Baroque et bouleversant, romantique et rigoureux, Lilies joue sur
plusieurs registres, et gagne en chacun d'eux. On y trouvera aussi bien une
brûlante histoire d'amour qu’une remarquable métaphore sur la création. Ce qui aurait pu n'être qu'un Roméo et Juliette gay, devient, grâce à l'intelligence du scénario de Bouchard et
à la mise en scène inspirée de John Greyson une histoire, universelle et intemporelle, sur l'amour fou, le prix du secret et l'art de la dissimulation.

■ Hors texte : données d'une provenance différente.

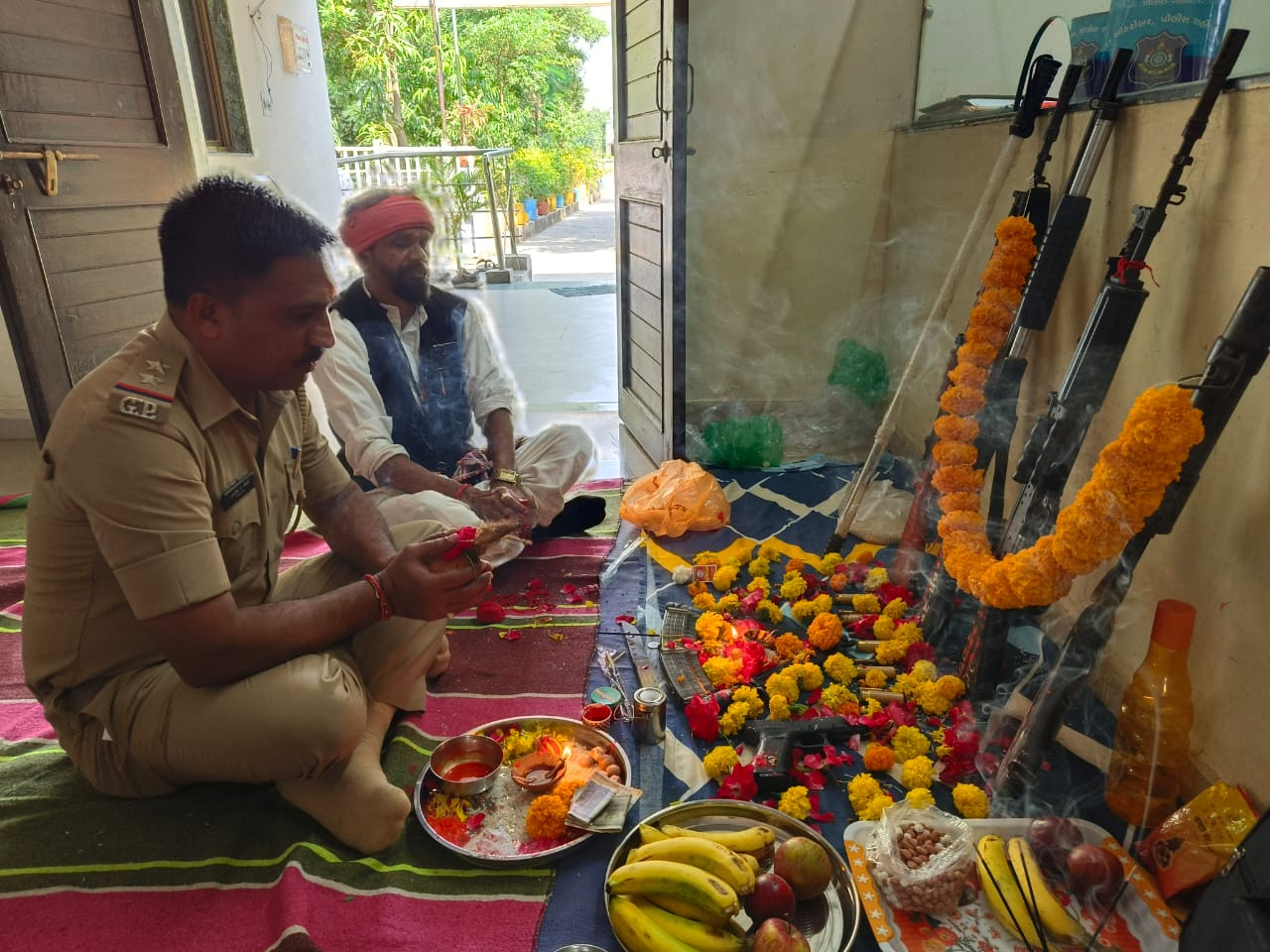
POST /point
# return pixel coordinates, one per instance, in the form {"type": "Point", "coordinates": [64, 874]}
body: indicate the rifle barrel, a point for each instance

Le nœud du drame, la représentation du
Martyre de saint Sébastien nous ramène à l’âge d’or des collèges classiques, où l’on montait régulièrement des pièces du répertoire et
où les rôles de femmes étaient tenus par des garçons. Parabole du film, le Martyre de saint Sébastien métaphorise l’amour. Le scénario, qui passe du récit de prison au drame historique, offre
une structure de mise en abîme : l’évêque est spectateur de sa vie qui est transformée en une pièce de théâtre alors que le
déclenchement du drame qui bouleversa son existence était justement la représentation d’une pièce ; le tout est filmé et vu in
fine par nous, les spectateurs d’aujourd’hui. Cette construction en strates, l'histoire à l'intérieur
d'histoires, du scénario de Michel-Marc Bouchard, dramaturge célèbre au
Québec qui a adapté sa propre pièce Les feluettes , convient parfaitement à la propre démarche du réalisateur, grand amateur de dispositifs gigognes et d’aller et retour entre le
passé et le présent.
Petit aparté linguistique qui me parait indispensable. Le sous-titre du film, Feluette, vient d’une déformation de l’adjectif fluet, aujourd’hui en joual (langue majoritairement parlée au Québec), il a acquis une connotation péjorative pour désigner les homosexuels.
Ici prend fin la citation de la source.